What’s the Better Real Estate Investment in Today’s Market?
I recently recorded a video for our YouTube channel about the economic conditions we’re currently experiencing and the best real estate investing strategies I see as an investor. That episode isn’t live yet, but it will be soon. After filming it, I started thinking about one of the most common questions I get from new real estate investors: Is it better to keep my fixer-upper as a long-term rental or fix and flip for profits now? Although the economy certainly plays a role in this decision, there’s a lot more to consider than the market alone.
Fix and Flip Investing: High Risk, High Reward
Among the riskiest ways to invest in real estate—at least in my opinion—fixing and flipping can pay off big. We’ve seen new fix-and-flip investors become millionaires in just a few years. Profits can be high, and returns can be through the roof. But returns tend to suffer in a tight inventory market like the one we’re in today. When there are fewer homes available, retail buyers—the ones planning to live in the home—are more willing to buy fixer-uppers themselves. That increased demand drives up the price of distressed properties. As fixer values climb, turnkey homes (the “move-in ready” ones) see slower appreciation because they’re capped by appraisals. The result? Thinner profit margins and fewer truly profitable flip opportunities.

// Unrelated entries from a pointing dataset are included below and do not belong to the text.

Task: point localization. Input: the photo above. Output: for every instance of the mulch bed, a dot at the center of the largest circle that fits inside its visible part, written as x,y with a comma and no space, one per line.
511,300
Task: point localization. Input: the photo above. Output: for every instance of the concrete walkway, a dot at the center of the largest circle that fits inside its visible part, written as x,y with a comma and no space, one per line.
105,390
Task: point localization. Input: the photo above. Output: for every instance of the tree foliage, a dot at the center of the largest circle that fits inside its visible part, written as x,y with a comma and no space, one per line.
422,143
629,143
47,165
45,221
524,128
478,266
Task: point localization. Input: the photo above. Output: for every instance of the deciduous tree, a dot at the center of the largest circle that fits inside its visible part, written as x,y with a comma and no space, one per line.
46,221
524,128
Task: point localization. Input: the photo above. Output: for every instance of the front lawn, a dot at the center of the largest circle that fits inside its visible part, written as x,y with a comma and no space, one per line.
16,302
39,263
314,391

Today’s Housing Market Makes Flipping Tougher
If you decide to flip in this environment, your advantage comes from providing what buyers can’t easily find right now: a fully remodeled, move-in-ready home. There’s still strong demand for quality properties, especially in major metros with tight inventory. The biggest benefit to flipping is immediate profit. And as the saying goes, cash is king. Strong short-term returns can be very attractive, especially if you prefer liquidity or want to reinvest quickly. Flipping also has a few operational advantages: quick in-and-out transactions limit your market exposure, you avoid tenant and property management headaches, and you can recycle your capital faster for the next deal.
Why Long-Term Rentals Build Lasting Wealth
That said, I don’t really consider flipping an investment. Once the flip is done, your profits are done. Investing means thinking long term and building consistent cash flow. Flipping gives you a quick income burst, but rental properties create wealth through multiple channels: appreciation, monthly cash flow, tax advantages, and loan paydown. When you can buy rentals that cash flow from day one, it’s hard to lose over the long haul. With enough time and patience, and a stomach for the occasional tenant issue, rentals remain one of the most reliable paths to building wealth through real estate.

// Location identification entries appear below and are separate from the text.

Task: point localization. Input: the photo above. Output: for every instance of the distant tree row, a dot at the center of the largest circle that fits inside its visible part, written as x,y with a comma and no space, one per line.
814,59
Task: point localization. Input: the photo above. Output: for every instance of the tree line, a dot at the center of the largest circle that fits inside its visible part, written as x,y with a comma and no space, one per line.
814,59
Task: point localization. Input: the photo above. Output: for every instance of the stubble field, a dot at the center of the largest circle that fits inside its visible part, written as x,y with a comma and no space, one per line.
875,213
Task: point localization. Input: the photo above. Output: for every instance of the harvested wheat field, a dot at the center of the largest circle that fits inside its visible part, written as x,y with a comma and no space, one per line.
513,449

How to Decide: Flip for Cash or Hold for Cash Flow
It can be a tough decision, and the right choice depends on your goals and tolerance for risk. Here are a few practical things to consider when choosing between a flip and a rental:
- Balance short-term income with long-term wealth. Many successful investors, including self-made millionaires who flip for income, invest for the long run. If real estate belongs in your portfolio, consider buying rentals regardless of where you make your active income. Flip a few, keep one, and repeat until you’ve built a strong portfolio.
- Consider liquidity and timing. If you’re worried about the economy or expect more volatility, flipping might make sense until the market stabilizes and you feel confident holding long-term.
- Always have a Plan B. Choose deals that can be converted into rentals if the resale market cools or your profit margin disappears. Flexibility can save your deal.
- Learn the BRRRR strategy. Turning fixer-uppers into rentals has been a proven wealth-building model for decades – long before BiggerPockets gave it a name. If you’re willing to put in the work, you’ll often find better upside potential and stronger long-term returns than flipping alone.
My Personal Approach
I’ve made money with both strategies. Personally, I prefer rentals because of their long-term wealth creation and lower risk. Managing flips can be extremely profitable, but they take a lot more effort and oversight. If I find a deal that’s solid but won’t produce positive cash flow as a rental, I’ll flip it. I have no interest in feeding a rental property money each month, hoping it eventually pays off. As the saying goes, hope is not a strategy. I focus on profits from day one. No matter what, it’s critical to know your exit strategy before you purchase a property. But I’ll leave you with a piece of advice a mentor once gave me before my first flip: “If the deal is good… buy it.”
Key Takeaway
Flipping can be a great short-term wealth builder, but rentals are what build long-term financial freedom. The best investors know when to chase quick profits and when to hold for enduring wealth.